CLSA has more than 1,500 employees in 20 locations spanning 13 countries providing equity research, trading, asset management, and advising on stock sales and mergers, according to its website. The firm’s research business covers about 1,000 companies listed in 12 Asia-Pacific markets and includes its New York-based Calyon Securities unit in the U.S. where it covers more than 200 stocks, according to the website.
Chief Executive Officer Jean-Paul Chifflet is trimming Credit Agricole’s balance sheet and cutting costs amid higher capital demands from regulators and a decline in trading and underwriting commissions. The bank, based near Paris, this week entered exclusive talks to sell its other brokerage, CA Cheuvreux, to Kepler Capital Markets SA.
Credit Agricole declined 6.4 percent to 3.21 euros in Paris on July 20, giving France’s third-largest bank a market value of about 8 billion euros ($9.7 billion). Citic Securities fell 3.9 percent to HK$14.54 in Hong Kong.
Citic Securities aims to complete the deal on the remaining 80.1 percent CLSA stake by the middle of next year, the companies said. The firm plans to develop cross-border business through CITICS International, it said in the statement. Citic Securities, founded in 1995, is controlled by the state-owned Citic Group, which is backed by China’s Cabinet.

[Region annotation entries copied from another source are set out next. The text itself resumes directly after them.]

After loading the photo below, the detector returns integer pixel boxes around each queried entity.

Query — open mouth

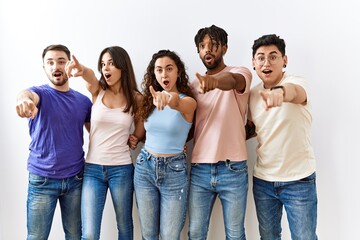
[262,69,272,74]
[53,72,62,78]
[204,54,213,62]
[163,80,170,87]
[104,73,111,79]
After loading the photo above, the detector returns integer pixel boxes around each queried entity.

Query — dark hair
[139,50,193,120]
[252,34,286,57]
[42,44,70,60]
[194,25,228,52]
[98,46,139,114]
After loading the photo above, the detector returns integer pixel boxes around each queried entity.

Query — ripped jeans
[134,148,188,240]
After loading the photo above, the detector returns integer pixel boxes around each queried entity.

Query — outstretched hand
[128,134,139,150]
[259,89,284,111]
[65,55,84,78]
[195,73,218,93]
[149,86,172,111]
[16,100,38,119]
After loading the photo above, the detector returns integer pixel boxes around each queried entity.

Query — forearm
[283,83,307,104]
[16,90,39,105]
[217,72,246,92]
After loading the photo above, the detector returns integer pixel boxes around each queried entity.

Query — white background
[0,0,360,240]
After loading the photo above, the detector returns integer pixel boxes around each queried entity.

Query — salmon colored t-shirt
[191,66,252,163]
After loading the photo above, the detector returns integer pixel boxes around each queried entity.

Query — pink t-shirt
[191,67,252,163]
[86,90,134,165]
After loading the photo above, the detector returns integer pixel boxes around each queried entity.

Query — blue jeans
[27,172,82,240]
[189,160,248,240]
[81,163,134,240]
[253,173,317,240]
[134,148,188,240]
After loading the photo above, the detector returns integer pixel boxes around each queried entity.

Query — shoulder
[281,72,309,90]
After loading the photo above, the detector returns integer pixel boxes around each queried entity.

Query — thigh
[59,172,83,239]
[253,177,283,240]
[27,173,61,240]
[108,164,134,231]
[280,173,317,240]
[216,161,248,239]
[160,155,188,240]
[134,151,160,239]
[189,164,217,239]
[81,164,108,239]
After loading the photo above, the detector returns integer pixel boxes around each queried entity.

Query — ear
[283,55,288,68]
[222,44,228,56]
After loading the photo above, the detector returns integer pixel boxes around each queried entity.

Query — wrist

CLSA, founded in 1986, was bookrunner on 150 deals raising more than $22 billion from 2005 to 2010, according to its website. It became a wholly owned subsidiary of Credit Lyonnais SA in 1990. Credit Lyonnais merged with Credit Agricole in 2003.
Credit Agricole’s corporate- and investment-banking unit owns 65 percent of CLSA, with the broker’s staff owning 35 percent. CLSA will keep the existing independent structure of its management team, according to the statement.
Sumitomo Mitsui Financial Group Inc., Japan’s second- biggest bank, Malaysia’s CIMB Group Holdings Bhd. and KB Financial Group Inc., owner of South Korea’s largest bank, are also among Asian buyers of European financial firms’ assets this year.
In January, Sumitomo Mitsui said it would buy RBS’s aviation unit for $7.3 billion gaining control of a 206-plane fleet. Koichi Miyata, president of Sumitomo Mitsui, plans to buy “several hundred billion yen” of assets being sold by European lenders, he said in an interview in December.
KB Financial Group Chairman Euh Yoon Dae last week said his company plans to bid for ING Groep NV’s South Korean life insurance business. CIMB, Southeast Asia’s top-ranked investment bank over the past three years, agreed in April to buy most of Edinburgh-based RBS’s investment banking and cash equities businesses in the region for $142 million.